Fish and shellfish can be very healthy whether or not you're watching your weight. They're packed with protein and don't have the high quantities of saturated fat of many other meats. But without careful planning, even seafood can pack on the calories. Here are a few key choices to help you navigate your next meal.
Clam chowder versus lobster bisque. You might think all clam chowders are equal, but the Manhattan version is tomato-based, whereas the New England kind is made with milk or cream, which makes it much more fattening. But when it comes to calories, lobster bisque, which is made with heavy cream, is the highest of all.
Oysters on the half shell versus shrimp cocktail. Both are good options and probably among your best choices. Although shrimp is high in cholesterol, it's very low in the unhealthy saturated fat, so it can still fit into a heart-healthy diet. Also, the cocktail sauce and that vinegary sauce served with oysters certainly beat the butter that comes with lobster.
Broiled halibut versus shrimp scampi. Yes, shrimp can be a low-calorie dish, but not when served with scampi sauce (830 calories for eight shrimp with pasta). "Scampi" usually describes large shrimp split and brushed with oil or butter, then sauteed with wine or sherry and lemon juice. The broiled halibut (317 calories for 8 ounces) is really the winner, but then, almost any broiled fish, including cod, sole, flounder and salmon, is great.
Crabs versus salmon. If you order crabs, you're typically getting five or six large crab legs, or about 650 calories. Not only that, but many restaurants have all-you-can-eat specials, which eliminate any kind of portion control. And don't forget that the Dijon mustard sauce (often made with mayonnaise) and other dips can add loads more calories.

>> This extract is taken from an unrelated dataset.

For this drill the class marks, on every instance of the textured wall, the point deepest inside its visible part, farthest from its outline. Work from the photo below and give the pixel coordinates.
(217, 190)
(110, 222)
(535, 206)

Although salmon is relatively high in fat, it's the heart healthy, "good" kind, and even a large portion of grilled salmon (466 calories and 27g fat for 8 ounces) is lower in calories than the crab. Remember to tell your server you want your fish grilled dry, NOT in oil or butter. Request cooking spray instead.
Lobster roll versus fried clams versus popcorn shrimp. It's about choosing the lesser of three evils, but the lobster roll is best. As far as fried clams go, I know people who eat 20 or more at a sitting with a very high-calorie chipotle mayonnaise sauce. They end up breaking the 1,000-calorie barrier. And popcorn shrimp is also a deep-fried diet disaster.

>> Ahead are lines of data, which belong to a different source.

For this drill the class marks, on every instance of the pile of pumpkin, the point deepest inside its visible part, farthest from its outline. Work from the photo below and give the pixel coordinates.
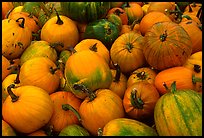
(101, 68)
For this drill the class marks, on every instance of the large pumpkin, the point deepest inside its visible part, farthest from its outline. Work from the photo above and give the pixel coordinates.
(40, 72)
(88, 68)
(27, 108)
(127, 127)
(179, 113)
(85, 11)
(166, 44)
(64, 35)
(16, 37)
(127, 52)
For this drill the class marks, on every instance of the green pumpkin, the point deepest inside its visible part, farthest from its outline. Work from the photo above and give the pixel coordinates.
(85, 11)
(127, 127)
(179, 113)
(103, 30)
(74, 130)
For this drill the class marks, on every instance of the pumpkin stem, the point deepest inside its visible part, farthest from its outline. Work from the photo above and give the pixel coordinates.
(59, 21)
(14, 98)
(118, 72)
(22, 23)
(136, 101)
(163, 36)
(86, 90)
(69, 107)
(196, 79)
(100, 132)
(93, 47)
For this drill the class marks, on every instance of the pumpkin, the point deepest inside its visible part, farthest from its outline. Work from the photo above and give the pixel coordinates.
(179, 113)
(30, 21)
(66, 107)
(134, 11)
(7, 130)
(166, 45)
(142, 74)
(151, 18)
(103, 30)
(194, 33)
(16, 37)
(65, 36)
(27, 108)
(5, 64)
(39, 49)
(121, 13)
(127, 51)
(127, 127)
(94, 112)
(85, 11)
(78, 70)
(140, 99)
(94, 45)
(74, 130)
(183, 76)
(119, 81)
(6, 7)
(40, 72)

Tuna versus catfish. Knowing that catfish has a reputation for being high in fat (the good kind), I was surprised to see tuna and catfish are very close in calories -- assuming the catfish is broiled or blackened, not fried. The tuna actually has about 20 more grams of protein than the catfish; however, the tuna can be high in mercury. Tartar sauce versus cocktail sauce. Tartar sauce is made with mayonnaise -- need I say more? Cocktail sauce is the clear winner. Keep your condiments in check; be wary of sauces made with butter or mayo; and try using lemon or malt vinegar instead.